= Economic voting =

Political science perspective emphasizing the role of the economy in voting decisions

In political science, economic voting is a theoretical perspective which argues that voter behavior is heavily influenced by the economic conditions in their country at the time of the election. According to the classical form of this perspective, voters tend to vote more in favor of the incumbent candidate and party when the economy is doing well than when it is doing poorly. This view has been supported by considerable empirical evidence. There is a substantial literature which shows that across the world's democracies, economic conditions shape electoral outcomes. Economic voting is less likely when it is harder for voters to attribute economic performance to specific parties and candidates.

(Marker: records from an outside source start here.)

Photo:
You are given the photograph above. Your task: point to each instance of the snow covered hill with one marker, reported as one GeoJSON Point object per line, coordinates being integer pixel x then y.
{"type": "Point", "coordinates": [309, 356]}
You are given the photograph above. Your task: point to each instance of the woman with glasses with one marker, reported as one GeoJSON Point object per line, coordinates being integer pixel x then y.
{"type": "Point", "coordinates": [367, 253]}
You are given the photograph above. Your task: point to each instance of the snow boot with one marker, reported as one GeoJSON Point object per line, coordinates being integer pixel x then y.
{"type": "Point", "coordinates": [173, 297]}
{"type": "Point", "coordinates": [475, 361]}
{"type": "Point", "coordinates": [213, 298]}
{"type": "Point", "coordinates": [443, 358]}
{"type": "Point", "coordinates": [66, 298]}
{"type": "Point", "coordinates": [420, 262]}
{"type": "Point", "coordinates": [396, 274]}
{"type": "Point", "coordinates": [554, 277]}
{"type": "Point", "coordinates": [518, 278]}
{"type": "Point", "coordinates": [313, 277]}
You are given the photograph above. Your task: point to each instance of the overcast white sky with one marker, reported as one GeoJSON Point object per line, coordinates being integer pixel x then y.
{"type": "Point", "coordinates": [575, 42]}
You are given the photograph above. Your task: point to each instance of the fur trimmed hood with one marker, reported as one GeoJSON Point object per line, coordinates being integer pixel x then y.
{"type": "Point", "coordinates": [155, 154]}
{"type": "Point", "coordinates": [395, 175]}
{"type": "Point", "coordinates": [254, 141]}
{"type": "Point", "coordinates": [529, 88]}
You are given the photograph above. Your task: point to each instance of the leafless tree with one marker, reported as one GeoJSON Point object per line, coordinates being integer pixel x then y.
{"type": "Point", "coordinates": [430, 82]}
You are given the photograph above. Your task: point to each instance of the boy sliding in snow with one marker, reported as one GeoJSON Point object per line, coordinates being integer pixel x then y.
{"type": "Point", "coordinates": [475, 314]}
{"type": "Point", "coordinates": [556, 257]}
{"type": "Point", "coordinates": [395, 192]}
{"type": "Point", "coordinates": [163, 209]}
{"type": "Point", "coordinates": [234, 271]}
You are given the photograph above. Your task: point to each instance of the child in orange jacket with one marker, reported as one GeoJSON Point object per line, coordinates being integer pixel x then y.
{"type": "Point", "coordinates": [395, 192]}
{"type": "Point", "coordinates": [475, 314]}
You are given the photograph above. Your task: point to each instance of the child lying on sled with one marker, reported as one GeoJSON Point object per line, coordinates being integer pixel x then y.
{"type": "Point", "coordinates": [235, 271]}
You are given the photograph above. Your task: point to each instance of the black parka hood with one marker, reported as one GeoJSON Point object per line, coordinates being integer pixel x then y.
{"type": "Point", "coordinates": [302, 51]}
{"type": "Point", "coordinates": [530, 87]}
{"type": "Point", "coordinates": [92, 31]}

Research on economic voting combines the disciplines of political science and economics using econometric techniques. Economic voting has been divided into several categories, including pocketbook voting (based on individual concerns) versus sociotropic voting (based on the economy at large), as well as retrospective voting (based on previous economic trends) versus prospective voting (based on expected future economic trends). Research conducted in the United States has indicated that, in presidential elections, American voters tend to be sociotropic and retrospective. However, when the incumbent candidate in a United States presidential election is not running, economic voter choice tends to be overwhelmingly prospective. One of the most prominent expressions of the economic voting perspective came when James Carville, the chief strategist for Bill Clinton's 1992 presidential campaign, placed a sign in the campaign office reading "It's the economy, stupid!". Research shows in the United States that voters punish the president's party in presidential, Senate, House, gubernatorial and state legislative elections when the local economy is doing poorly.

A 2021 study found evidence of economic voting in all U.S. presidential elections, all the way back to George Washington.